“We’ve got a young, talented guard who is just coming into his own. He’s performed at a top 10 level in the point guard category the last couple of years and we feel that given the opportunity, given the chance to take over a team and be given the keys so to speak, he’s got a chance to continue to grow at that position and continue to grow into an elite point guard.”
Lowry, who Rockets general manager Daryl Morey last week called “an amazing player who engineered nearly all of our key victories for the past few years,” something you don’t usually hear execs who just sent someone elsewhere say, is more than up for the challenge.
“Given the keys, I think I can drive this car to a playoff team,” Lowry said.
Jose Calderon remains in Toronto, for the moment, Colangelo is still attempting to move him in the right deal, but Lowry and the Raptors know what the plan is.
“There will be competition across the board with this roster namely at the point guard spot assuming Jose comes back and that’s good, that’s healthy,” Colangelo said.
“Cream rises to the top, the strong survive and we’ll see how it all plays out.”
There’s little doubt Lowry exudes strength and toughness.
It’s part of the reason why, in the end, he will start and will engineer the offence while providing his traditionally solid defence.
Not a bellower or an attention-seeker, Lowry will lead by example.

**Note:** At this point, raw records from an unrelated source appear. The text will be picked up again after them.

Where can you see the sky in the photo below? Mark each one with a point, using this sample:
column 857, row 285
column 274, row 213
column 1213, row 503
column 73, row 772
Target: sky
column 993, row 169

The Philadelphia native maintains his career-best, injury interrupted 2011-12 season, one where he averaged 14.3 points and 6.6 assists per game, is only a starting point, with much more to come.
How much more?
“I don’t give myself a ceiling at all. I think I’m just going to keep growing, getting better every year. I believe in myself and I believe in my game and I believe in the work that I put in,” Lowry said.

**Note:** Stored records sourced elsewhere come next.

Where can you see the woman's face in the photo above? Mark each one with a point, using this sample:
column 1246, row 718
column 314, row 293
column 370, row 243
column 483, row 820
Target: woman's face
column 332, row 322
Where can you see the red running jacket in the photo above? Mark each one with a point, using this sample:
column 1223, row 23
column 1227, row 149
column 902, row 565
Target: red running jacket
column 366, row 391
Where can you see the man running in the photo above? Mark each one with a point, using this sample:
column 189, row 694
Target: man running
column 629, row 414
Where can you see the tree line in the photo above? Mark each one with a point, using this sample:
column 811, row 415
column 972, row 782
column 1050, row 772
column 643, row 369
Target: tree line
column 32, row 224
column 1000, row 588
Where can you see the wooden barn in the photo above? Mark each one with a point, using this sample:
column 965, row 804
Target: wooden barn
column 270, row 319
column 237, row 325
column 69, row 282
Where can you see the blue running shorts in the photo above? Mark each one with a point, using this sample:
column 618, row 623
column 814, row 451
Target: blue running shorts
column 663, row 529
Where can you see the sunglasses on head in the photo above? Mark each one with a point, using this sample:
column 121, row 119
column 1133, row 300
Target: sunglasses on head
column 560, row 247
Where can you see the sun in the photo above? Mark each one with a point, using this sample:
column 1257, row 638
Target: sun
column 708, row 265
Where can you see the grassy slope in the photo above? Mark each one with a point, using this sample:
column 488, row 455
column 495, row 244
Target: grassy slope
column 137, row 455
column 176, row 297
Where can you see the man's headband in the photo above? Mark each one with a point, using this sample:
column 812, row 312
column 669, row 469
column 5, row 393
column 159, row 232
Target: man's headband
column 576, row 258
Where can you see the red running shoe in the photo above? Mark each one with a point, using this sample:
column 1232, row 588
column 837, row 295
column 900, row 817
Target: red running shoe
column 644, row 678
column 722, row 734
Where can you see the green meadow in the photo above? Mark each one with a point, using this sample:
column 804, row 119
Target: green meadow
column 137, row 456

“Every year, given the opportunity, I will produce. I’m not going to give myself a ceiling, I’m not going to give myself a cap. I’m going to be the best I can be and give it my all every single night.”
It has been a while since we have seen that kind of confidence in Toronto from an athlete that can back up the talk.
It’s refreshing and sorely needed.
Colangelo balked at Houston’s original asking price which was at least the No. 8 pick at last month’s draft. He waited and eventually got the deal he wanted, though it isn’t without risk.
The pick heading to Houston is protected to a point and for a number of years, but these sorts of trades have come back to bite franchises in the past.
Still, as long as the Rockets don’t eventually land a top 5 selection out of the deal, the Raptors likely come out quite well.
Lowry will do his part to make sure that happens.
FIELDS HAS BIG DREAMS
Kyle Lowry was Toronto’s marquee off-season acquisition, but Landry Fields could also play a prominent role going forward.
In the former New York Knick, the Raptors believe they have acquired a versatile player who will mesh well with the new roster.
“(Fields) will address multiple needs. Versatility, defending multiple positions and also scoring with good efficiency,” general manager Bryan Colangelo said on Tuesday.
Fields loved being a Knick but is excited about the next chapter in his career.
“(The) core group that is here is on its way up,” he said.
“Not only could I come in and defend, but the opportunity offensively was right there,” said Fields, referring to New York’s many eager-to- shoot stars.
He will have more of a chance to contribute in Toronto but will also have to try to justify the three-year, $19-million US contract he received.
Alan Anderson will be brought back by the club for the veteran’s minimum and will battle for playing time as he did down the stretch last season during an eye-opening run.
The 29-year-old guard/forward returned to the NBA after playing overseas and averaged 9.6 points per game while shooting 39% from three in 17 games with the Raptors.